We asked IPAA President Fergal Brady to tell us a little more about The Budapest School and why it is important for psychoanalysts today….
I want to take a few minutes to address a question we are being asked in relation our IPAA Conference 19. What is the Budapest School?
“I suppose it’s only fair to say that it was not a School in the first instance in that there was never a single location or a lineage of teachers who were working from a particular point of view.

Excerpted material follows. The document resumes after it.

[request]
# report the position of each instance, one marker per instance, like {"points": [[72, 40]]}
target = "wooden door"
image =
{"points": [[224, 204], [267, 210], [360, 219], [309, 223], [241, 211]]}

The Hungarian Psychoanalytic Society was founded by Sandor Fereczi and three others in 1913. It was as much a cultural phenomenon as anything else and involved some of the burgeoning Avant Garde scene in Budapest at the time. It was a creative multidisciplinary group which included literary and medical influences. Something of that early spirit is retained and included in the innovative and creative approach to the work of psychoanalysis that grew out of those beginnings.
Sandor Ferenczi himself was the catalyst for great change, but sadly, great change that would not relay even properly take hold until long after his premature death from pernicious anaemia at just 59 years of age.
His fearless instinct for the therapeutic encounter and acute listening to his patients led to some innovations which we are only reaping today and which through this conference we hope to bring to a wider audience in Ireland. There is a focus put on the countertransference experience of the analyst, the psychoanalytic training; the mother child relationship and the doctor patient relationship. Relationship is key.
There were huge upheavals in Hungary over the period in the sixty years after the foundation of the Hungarian Psychoanalytic Society. This resulted in the exile to different part of the World of some major Hungarian figures. These included Michael Balint, Margaret Mahler. Melanie Klein was an analysand of Ferenczi’s, she had sought him out for treatment of her depression. These Hungarians and many more brought the essence of Ferenczi’s way of working to Psychoanalytic Societies the World over.
Listening acutely to his patients, especially his women patients led Ferenczi to develop theories and a way of working with trauma which differed from the views of Freud. We will describe and develop these ideas in the programme for our conference and hope to bring the attendees to a new level of understanding if what has become a major international movement within the psychoanalytic field, the Budapest School.”